Perhaps Antlers was just a film that could not live
up to its own hype created by its strong marketing and balancing act between
cinematic approaches. At least in the public’s eye. Its allegories are layered in multiple ways and its tale of a creature is far more concerned with its themes than consistency in narrative. That’s the trick of the
film, ultimately. Its unique choices and bold topics are not necessarily in the
best balance, but it's through those choices that Antlers finds its
voice - in between the styles and in between the tones.
After grossing an insane amount of money and making it one
of the biggest box office horror franchises of all time, Sony wasn’t going to
take long to reboot the Resident Evil franchise. It’s not like Sony has
a lot of load-bearing franchises to begin with under their belt and letting
this one stay dormant for too long would be asinine.
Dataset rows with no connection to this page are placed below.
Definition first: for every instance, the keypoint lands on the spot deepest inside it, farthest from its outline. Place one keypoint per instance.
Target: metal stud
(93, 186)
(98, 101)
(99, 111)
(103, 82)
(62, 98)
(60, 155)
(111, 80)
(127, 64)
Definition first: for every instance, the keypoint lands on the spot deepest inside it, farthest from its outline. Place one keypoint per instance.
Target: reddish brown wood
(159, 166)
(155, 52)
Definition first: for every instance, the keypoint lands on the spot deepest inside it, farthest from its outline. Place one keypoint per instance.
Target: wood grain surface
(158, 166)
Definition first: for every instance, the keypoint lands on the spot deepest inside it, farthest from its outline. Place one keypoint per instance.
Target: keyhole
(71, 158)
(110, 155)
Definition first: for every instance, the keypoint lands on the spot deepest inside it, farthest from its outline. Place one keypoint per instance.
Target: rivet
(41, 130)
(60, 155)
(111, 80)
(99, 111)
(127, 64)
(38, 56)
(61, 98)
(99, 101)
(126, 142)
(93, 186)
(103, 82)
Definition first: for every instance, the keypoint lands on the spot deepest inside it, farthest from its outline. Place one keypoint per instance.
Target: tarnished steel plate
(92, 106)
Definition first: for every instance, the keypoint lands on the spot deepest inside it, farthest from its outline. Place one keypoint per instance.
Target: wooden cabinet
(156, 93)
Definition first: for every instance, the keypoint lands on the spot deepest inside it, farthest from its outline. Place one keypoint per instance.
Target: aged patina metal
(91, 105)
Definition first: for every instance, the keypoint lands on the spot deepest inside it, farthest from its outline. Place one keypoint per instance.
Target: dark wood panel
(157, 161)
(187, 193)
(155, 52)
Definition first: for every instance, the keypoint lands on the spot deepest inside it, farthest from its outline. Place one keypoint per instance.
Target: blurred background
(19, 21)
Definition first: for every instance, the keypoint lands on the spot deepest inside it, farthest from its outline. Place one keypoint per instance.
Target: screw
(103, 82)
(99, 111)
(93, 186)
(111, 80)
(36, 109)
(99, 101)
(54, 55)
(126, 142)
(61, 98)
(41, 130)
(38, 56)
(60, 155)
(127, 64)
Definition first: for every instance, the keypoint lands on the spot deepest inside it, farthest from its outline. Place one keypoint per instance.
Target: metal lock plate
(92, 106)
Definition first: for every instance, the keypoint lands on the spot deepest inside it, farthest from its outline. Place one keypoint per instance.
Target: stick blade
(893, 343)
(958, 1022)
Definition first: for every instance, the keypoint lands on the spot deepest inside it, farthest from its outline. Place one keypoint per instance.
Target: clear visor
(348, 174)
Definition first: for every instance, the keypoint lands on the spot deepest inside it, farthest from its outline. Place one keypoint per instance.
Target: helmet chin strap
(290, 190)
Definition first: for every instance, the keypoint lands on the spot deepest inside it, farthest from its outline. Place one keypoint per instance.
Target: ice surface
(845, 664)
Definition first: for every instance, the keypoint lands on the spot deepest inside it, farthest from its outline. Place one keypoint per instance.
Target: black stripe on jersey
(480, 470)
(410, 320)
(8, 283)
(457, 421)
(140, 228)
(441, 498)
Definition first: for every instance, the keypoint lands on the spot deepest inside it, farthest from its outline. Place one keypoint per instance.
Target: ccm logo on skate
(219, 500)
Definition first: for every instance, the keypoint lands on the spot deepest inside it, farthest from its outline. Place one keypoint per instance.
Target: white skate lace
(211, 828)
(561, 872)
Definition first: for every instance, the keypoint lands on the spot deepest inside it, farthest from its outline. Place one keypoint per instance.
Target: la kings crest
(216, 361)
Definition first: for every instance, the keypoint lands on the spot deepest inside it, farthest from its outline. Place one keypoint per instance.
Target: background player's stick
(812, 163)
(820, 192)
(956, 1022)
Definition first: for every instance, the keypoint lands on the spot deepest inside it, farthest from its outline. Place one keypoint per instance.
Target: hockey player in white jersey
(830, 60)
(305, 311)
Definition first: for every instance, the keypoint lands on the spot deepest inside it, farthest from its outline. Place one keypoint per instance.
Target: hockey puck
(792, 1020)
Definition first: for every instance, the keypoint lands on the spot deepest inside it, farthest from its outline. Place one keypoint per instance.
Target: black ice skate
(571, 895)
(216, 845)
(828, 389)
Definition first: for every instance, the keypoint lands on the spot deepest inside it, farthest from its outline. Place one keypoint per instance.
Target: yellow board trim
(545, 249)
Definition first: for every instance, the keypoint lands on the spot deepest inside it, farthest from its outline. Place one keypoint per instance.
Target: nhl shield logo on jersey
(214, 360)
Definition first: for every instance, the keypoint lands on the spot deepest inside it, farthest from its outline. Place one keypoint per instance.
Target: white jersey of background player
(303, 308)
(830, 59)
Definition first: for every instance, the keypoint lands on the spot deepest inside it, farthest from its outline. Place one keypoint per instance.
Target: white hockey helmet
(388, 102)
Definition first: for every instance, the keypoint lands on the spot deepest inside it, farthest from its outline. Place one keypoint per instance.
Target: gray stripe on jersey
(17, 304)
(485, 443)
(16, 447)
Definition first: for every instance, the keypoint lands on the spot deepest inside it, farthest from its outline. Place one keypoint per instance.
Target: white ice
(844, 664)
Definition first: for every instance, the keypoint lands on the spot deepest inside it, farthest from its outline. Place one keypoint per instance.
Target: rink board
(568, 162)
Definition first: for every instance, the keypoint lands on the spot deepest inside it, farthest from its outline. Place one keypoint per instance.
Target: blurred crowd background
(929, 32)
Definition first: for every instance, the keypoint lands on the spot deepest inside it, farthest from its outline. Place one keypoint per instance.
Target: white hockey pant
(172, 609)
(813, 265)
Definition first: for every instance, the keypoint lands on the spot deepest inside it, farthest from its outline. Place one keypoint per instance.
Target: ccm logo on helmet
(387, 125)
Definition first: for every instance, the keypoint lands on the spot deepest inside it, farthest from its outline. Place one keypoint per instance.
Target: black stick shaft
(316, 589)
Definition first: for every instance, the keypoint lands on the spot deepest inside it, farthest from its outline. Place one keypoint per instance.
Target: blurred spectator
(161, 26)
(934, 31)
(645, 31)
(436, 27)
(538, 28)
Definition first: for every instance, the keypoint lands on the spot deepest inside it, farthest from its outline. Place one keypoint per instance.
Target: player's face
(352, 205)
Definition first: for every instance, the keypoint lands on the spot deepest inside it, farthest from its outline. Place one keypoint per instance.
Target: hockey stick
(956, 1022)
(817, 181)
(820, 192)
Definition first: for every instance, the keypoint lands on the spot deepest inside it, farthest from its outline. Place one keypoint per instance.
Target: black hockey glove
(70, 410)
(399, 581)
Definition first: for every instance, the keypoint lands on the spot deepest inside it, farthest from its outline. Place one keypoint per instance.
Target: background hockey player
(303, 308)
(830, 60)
To their benefit, this reboot of the long-running video game
series does go back to the source material roots and away from the Matrix-knock-off
action meets the inescapable silliness of Paul WS Anderson throwing random shit
at his audience. Resident Evil: Welcome to Raccoon City, while still
sporting one of the worst titles I can think of in recent history, is a
fantastic idea on paper. Go back to the horror. Go back to the much-loved
characters. Go back to the fear that the Resident Evil game series used
to launch an entire subgenre of gaming.
It’s a shame that Resident Evil - I refuse to use its
full title from this point on - is a middling effort.